Overview
Backline Assistant is an in-product, context-aware AI companion designed to help you understand and investigate security insights directly inside Backline. It allows you to ask questions in natural language, explore vulnerabilities and remediations, and receive explainable answers based on:- Backline’s security knowledge base
- Your organization’s environment and findings
- Integrated external sources (when relevant)
The assistant is designed to support decision-making and investigation—not to automatically change data or perform destructive actions.
Typical Use Cases
The Assistant is accessible from the application header and is intended for open-ended questions and multi-topic investigations:- “Show me the highest-risk remediations this week”
- “Which vulnerabilities are about to breach my SLA?”
- “Show me all my remediations that are waiting for approval”
Access & Layout
Floating Mode
When a side panel is already open (Vulnerability or Remediation), the assistant appears as a floating button above it.
Conversations & History
New Chat
Selecting New Chat starts a fresh conversation. The previous conversation is automatically saved to history.Chat History
- All completed chats are stored in your Chat History panel
- You can reopen previous conversations at any time
- Chats persist across user sessions
Asking Questions
Input Behavior
| Action | Result |
|---|---|
Enter | Sends the message |
Shift + Enter | Creates a new line |
| Empty field | Send button is disabled |
Suggested Questions
When opening a new chat, the assistant may display starter suggestions:- What are the top 10 critical vulnerabilities in my environment right now?
- Which remediations are about to breach SLA or already overdue?

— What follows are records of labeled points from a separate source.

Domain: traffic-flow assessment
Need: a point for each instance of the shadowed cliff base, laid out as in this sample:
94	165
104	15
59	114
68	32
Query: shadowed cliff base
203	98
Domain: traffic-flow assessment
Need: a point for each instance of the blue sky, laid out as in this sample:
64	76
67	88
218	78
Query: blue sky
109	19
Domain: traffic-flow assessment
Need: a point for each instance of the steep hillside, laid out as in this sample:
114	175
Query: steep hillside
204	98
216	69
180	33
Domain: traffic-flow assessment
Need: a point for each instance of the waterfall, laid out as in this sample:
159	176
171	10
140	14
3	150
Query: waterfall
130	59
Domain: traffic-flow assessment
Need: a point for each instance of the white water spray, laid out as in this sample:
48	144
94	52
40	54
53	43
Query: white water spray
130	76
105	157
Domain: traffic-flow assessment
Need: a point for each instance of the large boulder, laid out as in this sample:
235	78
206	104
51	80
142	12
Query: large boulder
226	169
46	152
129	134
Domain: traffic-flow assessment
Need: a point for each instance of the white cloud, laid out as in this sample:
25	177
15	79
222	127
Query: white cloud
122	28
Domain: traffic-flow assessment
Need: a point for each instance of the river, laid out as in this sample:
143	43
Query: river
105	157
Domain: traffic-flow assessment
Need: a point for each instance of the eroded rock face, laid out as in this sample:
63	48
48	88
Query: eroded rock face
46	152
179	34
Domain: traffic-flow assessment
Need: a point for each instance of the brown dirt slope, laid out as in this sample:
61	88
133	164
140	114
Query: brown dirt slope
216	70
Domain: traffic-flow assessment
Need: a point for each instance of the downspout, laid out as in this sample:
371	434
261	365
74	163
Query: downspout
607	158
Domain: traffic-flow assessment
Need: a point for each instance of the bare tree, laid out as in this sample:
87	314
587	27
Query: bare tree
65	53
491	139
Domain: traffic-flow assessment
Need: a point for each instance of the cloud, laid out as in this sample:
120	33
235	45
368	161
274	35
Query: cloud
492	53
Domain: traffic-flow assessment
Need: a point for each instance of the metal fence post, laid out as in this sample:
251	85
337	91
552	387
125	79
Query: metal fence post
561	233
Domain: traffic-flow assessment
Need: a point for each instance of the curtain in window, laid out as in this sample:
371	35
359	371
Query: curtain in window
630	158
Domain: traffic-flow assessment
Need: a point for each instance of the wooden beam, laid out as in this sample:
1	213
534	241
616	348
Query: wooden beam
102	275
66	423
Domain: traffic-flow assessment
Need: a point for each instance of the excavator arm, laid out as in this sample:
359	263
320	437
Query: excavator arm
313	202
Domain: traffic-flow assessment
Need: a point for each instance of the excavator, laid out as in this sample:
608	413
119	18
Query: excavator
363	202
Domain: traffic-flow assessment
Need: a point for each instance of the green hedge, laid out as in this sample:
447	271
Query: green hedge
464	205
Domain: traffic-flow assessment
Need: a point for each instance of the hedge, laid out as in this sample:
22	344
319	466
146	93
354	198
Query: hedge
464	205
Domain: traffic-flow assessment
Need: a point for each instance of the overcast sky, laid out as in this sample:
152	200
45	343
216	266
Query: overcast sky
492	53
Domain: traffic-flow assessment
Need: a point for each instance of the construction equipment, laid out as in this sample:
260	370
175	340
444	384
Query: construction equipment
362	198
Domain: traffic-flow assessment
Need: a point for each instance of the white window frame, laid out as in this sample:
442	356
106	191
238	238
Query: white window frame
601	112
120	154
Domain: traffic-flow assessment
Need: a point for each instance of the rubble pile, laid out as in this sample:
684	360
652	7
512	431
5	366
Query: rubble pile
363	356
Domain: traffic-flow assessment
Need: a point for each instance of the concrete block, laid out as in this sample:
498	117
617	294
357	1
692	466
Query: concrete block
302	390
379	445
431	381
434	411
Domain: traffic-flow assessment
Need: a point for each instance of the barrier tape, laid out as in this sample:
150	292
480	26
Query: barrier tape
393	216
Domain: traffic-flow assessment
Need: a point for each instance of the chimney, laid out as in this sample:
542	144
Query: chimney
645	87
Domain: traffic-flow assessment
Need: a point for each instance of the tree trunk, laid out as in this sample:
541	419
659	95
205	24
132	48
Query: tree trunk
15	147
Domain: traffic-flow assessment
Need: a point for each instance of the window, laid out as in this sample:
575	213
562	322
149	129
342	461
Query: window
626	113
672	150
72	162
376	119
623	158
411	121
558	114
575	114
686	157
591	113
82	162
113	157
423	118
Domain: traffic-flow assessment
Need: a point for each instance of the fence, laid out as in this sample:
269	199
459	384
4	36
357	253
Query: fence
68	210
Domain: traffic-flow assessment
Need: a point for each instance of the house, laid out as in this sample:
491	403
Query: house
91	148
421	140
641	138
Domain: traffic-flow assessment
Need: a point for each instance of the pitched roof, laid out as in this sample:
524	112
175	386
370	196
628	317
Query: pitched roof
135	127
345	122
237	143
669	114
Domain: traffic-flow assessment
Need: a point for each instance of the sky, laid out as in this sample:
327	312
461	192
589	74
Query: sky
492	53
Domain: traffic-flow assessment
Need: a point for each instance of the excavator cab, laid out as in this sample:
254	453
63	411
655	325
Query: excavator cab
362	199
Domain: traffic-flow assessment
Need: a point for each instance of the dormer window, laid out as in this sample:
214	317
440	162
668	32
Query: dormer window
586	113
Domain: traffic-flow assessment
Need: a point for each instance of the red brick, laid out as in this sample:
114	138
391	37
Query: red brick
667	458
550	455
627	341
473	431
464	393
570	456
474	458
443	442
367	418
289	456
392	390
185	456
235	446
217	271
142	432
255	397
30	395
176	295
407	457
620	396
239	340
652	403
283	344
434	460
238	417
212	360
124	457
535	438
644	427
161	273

- Which remediations are waiting for pending approval?
Context Chips (@ Mention)
Typing@ in the input box opens a selector that allows you to attach context:
| Context Type | Description |
|---|---|
| Vulnerabilities | Attach specific vulnerabilities for focused analysis |
| Remediations | Attach remediations to discuss upgrade paths or impacts |
Rules:
- Maximum 5 chips per chat
- Searchable by title
- Context chips help the assistant provide more precise and relevant answers
Recommended Next Steps
Each assistant response ends with 1–3 recommended step chips. These help you continue your investigation efficiently.Investigation Steps
Examples of recommended actions:- “See related remediations”
- “Show dependency path”
- “Explain this CVE”
What You Can Ask
The assistant is optimized for security analysis, investigation, and triage:Vulnerability Investigation
- Exploitability explanations and evidence
- Severity reasoning
- Impact assessment
Remediation Guidance
- Breaking changes summary
- Safe upgrade paths
- Dependency analysis
Risk & Prioritization
- SLA risks
- High-impact remediations
- Priority recommendations
Environment Analysis
- Cross-repository insights
- Trend analysis
- Compliance status
Limitations
The assistant cannot:| Restriction | Description |
|---|---|
| Modify data | Cannot modify or delete vulnerabilities or remediations |
| Change settings | Cannot change SLA values or configurations |
| Cross-tenant access | Cannot perform cross-tenant analysis |
| Data boundaries | Cannot access data outside your tenant |
| Execute code | Cannot execute code or infrastructure changes |
Best Practices
Use Context Chips for Precision
Use Context Chips for Precision
When asking about specific vulnerabilities or remediations, use
@ mentions to attach them. This helps the assistant provide more accurate and relevant responses.Follow Recommended Steps
Follow Recommended Steps
Take advantage of the recommended next steps at the end of each response. They’re designed to guide you through a complete investigation workflow.
Leverage Chat History
Leverage Chat History
Don’t start from scratch every time. Reopen previous conversations to continue investigations or reference past findings.
Be Specific in Your Questions
Be Specific in Your Questions
Instead of “Show me vulnerabilities,” try “Show me critical vulnerabilities in production repositories that are about to breach SLA.”